The town of Kulgam is situated about 68 km (42 mi) from Srinagar and about 17 km from Anantnag. Roads connect it to the neighbouring districts of Shopian, Pulwama, Anantnag, and Banihal.

==History==

Tazkira Sadat-i-Simanania, compiled by 13th-century scholar and poet Swaleh Reshi, gives the name of place as "Shampora". Mir Syed Hussain Simnani later renamed it "Kulgam" (kul for 'clan' and gram for 'village' in Sanskrit). Simnani is said to have invited Mir Sayyid Ali Hamadani to Kashmir, with poets including Nund Rishi (Sheikh Noor-ud-din Noorani (RA)) and Lalleshwari. These poets and their disciples manifested the composite culture or Kashmiriyat, promoting and encouraging religious and cultural harmony even when viewed as heretics by other Asiatic countries.

The form of administration from Sher Shah Suri's reign led to creation of a Tehsil during Mughal Rule, through the aegis of Sheikh Hamza Makhdoom. This had jurisdiction encompassing Doru, Banihal, Gulabgarh, and Shopian. After time, constituent units including Pulwama, Shopian, and Reasi attained the status of district.

The area had been a hunting place for Mughal emperors and Dogra rulers, especially for Shahanshah Shah Jehan, who laid the "Chinar Bagh" and Maharaja Hari Singh, who discovered the virgin potential of sanctuary at Kutbal.

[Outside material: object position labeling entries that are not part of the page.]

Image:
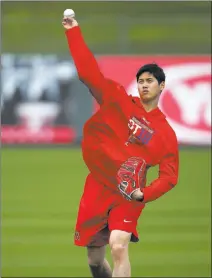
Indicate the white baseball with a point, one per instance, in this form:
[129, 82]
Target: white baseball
[69, 13]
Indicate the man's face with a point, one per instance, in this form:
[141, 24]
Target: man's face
[148, 87]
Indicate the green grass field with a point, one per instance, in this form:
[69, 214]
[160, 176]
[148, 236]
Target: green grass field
[41, 189]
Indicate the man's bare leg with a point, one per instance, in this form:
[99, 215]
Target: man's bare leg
[99, 266]
[119, 242]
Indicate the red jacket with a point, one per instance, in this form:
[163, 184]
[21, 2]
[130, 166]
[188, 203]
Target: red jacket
[122, 128]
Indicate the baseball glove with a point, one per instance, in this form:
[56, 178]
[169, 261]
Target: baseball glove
[131, 176]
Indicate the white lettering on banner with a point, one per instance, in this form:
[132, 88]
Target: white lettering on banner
[33, 75]
[193, 124]
[192, 101]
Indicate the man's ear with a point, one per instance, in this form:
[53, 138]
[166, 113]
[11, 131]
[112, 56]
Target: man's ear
[162, 86]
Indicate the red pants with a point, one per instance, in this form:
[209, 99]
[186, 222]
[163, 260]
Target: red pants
[101, 211]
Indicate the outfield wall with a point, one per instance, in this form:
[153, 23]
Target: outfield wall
[43, 102]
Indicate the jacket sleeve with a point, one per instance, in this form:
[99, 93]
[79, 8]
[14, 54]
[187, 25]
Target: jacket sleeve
[87, 67]
[168, 173]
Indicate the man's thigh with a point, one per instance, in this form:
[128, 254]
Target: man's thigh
[91, 227]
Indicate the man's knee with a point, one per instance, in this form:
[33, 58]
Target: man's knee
[118, 250]
[96, 255]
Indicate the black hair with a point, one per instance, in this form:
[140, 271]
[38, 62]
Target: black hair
[154, 69]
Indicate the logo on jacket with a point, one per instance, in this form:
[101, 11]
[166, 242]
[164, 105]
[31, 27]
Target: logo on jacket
[139, 131]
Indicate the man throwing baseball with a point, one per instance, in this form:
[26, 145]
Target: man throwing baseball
[120, 142]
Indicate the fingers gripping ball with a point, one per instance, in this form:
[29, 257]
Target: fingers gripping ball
[131, 176]
[69, 13]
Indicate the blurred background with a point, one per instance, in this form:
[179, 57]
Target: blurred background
[44, 107]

The District is the birthplace of Sheikh Noor-ud-din Noorani, the founder of the Rishi order, and of the forefathers of Allama Iqbal and Jawaharlal Nehru.

===Rebel groups===

There has been insurgency in Kashmir since 1989. Beginning in the 1990s there is an upsurge of Rebel groups in the district, particularly the Lashkar-e-Taiba and Hizbul Mujahideen. the rebels encourage the populace to boycott elections.

==Demographics==
According to the 2011 census, Kulgam district has a population of 424,483. This gives it a ranking of 554th in India (out of 640). The district has a population density of 925 PD/sqkm. Its population growth rate over the decade 2001–2011 was 7.3%. Kulgam has a sex ratio of 951 females for every 1000 males (this varies with religion), and a literacy rate of 60.3%. The density of population of the district is 1051 persons per km^{2} as compared to 124 persons for the state according to the Census figures of 2011. 18.99% of the population lives in urban areas. Scheduled Tribes constitutes 6.25% of the district population.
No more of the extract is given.